By JAN LARSON McLAUGHLIN
BG Independent News
Homelessness in Wood County has many different faces – many of them invisible.
Some of those faces gathered around tables earlier this year at St. Mark’s Lutheran Church to share their stories with members of the Wood County Continuum of Care, the organization looking at how to reach out to those struggling with inadequate housing here.
One woman told of being homeless for six months with her four children. For a period they lived in the now demolished Victory Inn in Bowling Green – a hotel frequently on the citation list of the county health department for unsafe living conditions.
The hotel was not a suitable place for children, the mother said.
The family eventually got into HUD housings, but only after sitting on a waiting list for nearly a year.
Other families find their temporary homes in parking lots, like those at WalMart. To some, parking lots are more appealing than living in a shelter. Wood County has no shelter – the closest homeless shelter is in Toledo.
“I was born and raised here. I’m not going up there,” said another woman sitting in the church meeting room. “I’ll live in my van if I have to.”
Others talk about seeking temporary shelter in local laundromats, or couch surfing at friends’ homes.
“I have a son. You can’t live in a van when you have a kid in school,” one mother said.
As of 2016, an estimated 16,675 residents of Wood County were renters. According to HUD, the fair market rental rates in Wood County in 2017 were:
- $465 for an efficiency apartment.
- $559 for a one-bedroom.
- $730 for a two-bedroom.
- $1,000 for a three-bedroom.
- $1,093 for a four-bedroom.
In 2016, a total of 569 evictions were filed with Bowling Green Municipal Court. In the end, 324 families and individuals were actually evicted from their homes.
The number of annual evictions through BG Municipal Court has grown from 135 in 2001.
The Continuum of Care Wood County is trying to expand community awareness of the homeless living locally, and trying to reach those homeless with services.
The Continuum of Care is a coalition of public service providers, non-profit organizations, and community leaders addressing issues of housing insecurity and homelessness in the area.
The organization is embarking on a new five-year strategic plan to raise awareness about available housing resources, improve the effectiveness of local intervention services, and create a long-term solution to permanent and affordable housing solutions in Wood County.
Community conversations were hosted in 13 local communities by members of the organization. Town hall meetings were held with area residents plus discussions with clergy, elected officials and public servants. The discussions were designed to inform the coalition about perceptions of homelessness and how communities can address these issues more effectively.
Many local communities perceive homelessness as traditional or stereotypical images of people sleeping in the street. But in Wood County, the homeless are sleeping in cars, or if they haven’t worn out their welcome, couch surfing between friends’ and families’ homes.
Many are “one medical bill or car repair away from homelessness,” said Kathy Mull, of the Continuum of Care, during the community meeting in Bowling Green earlier this year.
High rental rates and poor conditions of housing seem to be issues county-wide, Mull said.
“We’re finding there’s an issue of affordable housing or housing not up to code,” she said. Those renters finding places to rent at low prices are often reluctant to complain about insufficient heat, insulation or other problems.
“I couldn’t afford the heat to be on,” one woman said during the community meeting in Bowling Green. She remembers her dog’s water bowl being frozen in her apartment one winter morning.
Another woman said her oven didn’t work for six months, and another talked about leaks from the apartment above.
“It was literally raining in my kitchen,” she said.
While there are laws about fair housing, the renters at this meeting said they are afraid to make waves, and some landlords don’t follow those rules. “They find ways around it,” one said.
“In Bowling Green, there’s just not anywhere to turn,” another person said.

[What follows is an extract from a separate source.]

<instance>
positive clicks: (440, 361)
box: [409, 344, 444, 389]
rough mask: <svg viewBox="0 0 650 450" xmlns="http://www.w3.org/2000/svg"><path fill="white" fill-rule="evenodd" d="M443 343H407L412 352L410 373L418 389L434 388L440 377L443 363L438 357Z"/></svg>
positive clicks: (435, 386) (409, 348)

Most of those at the Bowling Green meeting said there is plenty of food assistance in the county. But housing help – especially for those without children – is lacking.
“The fact that I am single and have no children kind of disqualifies me from so much help,” one woman said. “I don’t want to hear ‘No’ one more time.”
Transportation becomes an issue for those renting in rural areas, where the rent is often lower, Mull said. In Bowling Green, the rent is often geared toward students.
HUD housing has long waiting lists. Salvation Army will put people up for two or three nights in a local hotel, but that is a mere Band-Aid.
“I don’t feel there are enough resources,” Mull said.
The Continuum of Care is considering the building of homeless shelters in Wood County, transitional housing, expanded voucher programs and transportation options for displaced residents in the area.